In March 2024, an advisory firm settled charges with the U.S. Securities and Exchange Commission (SEC) that it failed to file a Schedule 13D reporting the change in its control purpose. Without admitting or denying the findings, the advisory firm agreed to a cease-and-desist order and a $950,000 civil penalty in order to settle the charges.
A stockholder that acquires more than 5% of a public company’s stock must report its ownership on a Schedule 13D or, if it does not have a control purpose (an intention to influence or control the company), it may use a short-form Schedule 13G in certain circumstances. The advisory firm had previously filed a Schedule 13G, meaning that the advisory firm did not intend to influence or control the company. Following the Schedule 13G filing, the SEC alleges that the advisory firm formed an intention to influence control of the company on April 26, 2022, when the advisory firm first considered making a bid for the company and began preparing an acquisition proposal. The change of intention would have necessitated a filing by no later than May 6, 2022, under the rules at the time. The advisory firm did not make the filing until May 13, 2022, when it actually sent an acquisition proposal to the company. Before the letter to the company and the Schedule 13D filing, abut after April 26, 2022, the advisory firm purchased equity swap agreements from which it was able to profit after the company's stock price went up after the acquisition proposal was announced.

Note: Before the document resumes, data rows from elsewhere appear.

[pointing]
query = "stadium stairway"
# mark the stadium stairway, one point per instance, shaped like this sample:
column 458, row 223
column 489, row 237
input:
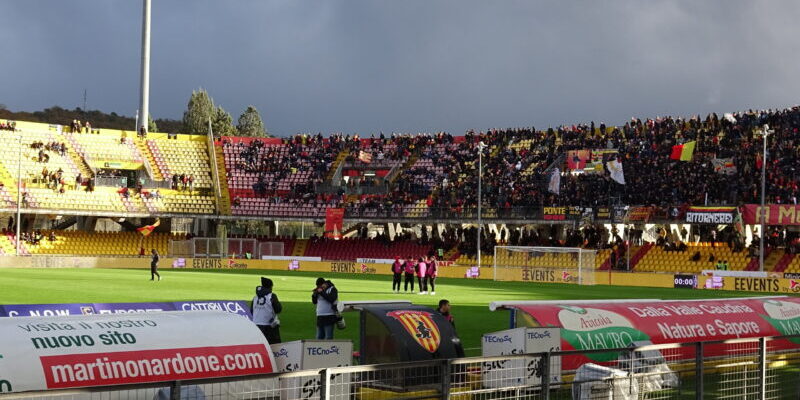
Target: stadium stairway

Although unclear from the SEC order, I suspect that the advisory firm took to the position that the intention to control the company did not change until it actually committed to sending the acquisition proposal, as opposed to when it began preparing to do so, without having made a definitive decision. The SEC clearly took the position that taking affirmative steps to making an acquisition proposal was sufficient to require a Schedule 13D filing to report a change of intention. Stockholders intending to make an acquisition bid for a public company should consider when they have begun taking affirmative steps to making an acquisition proposal and update the Schedule 13D or Schedule 13G filings accordingly.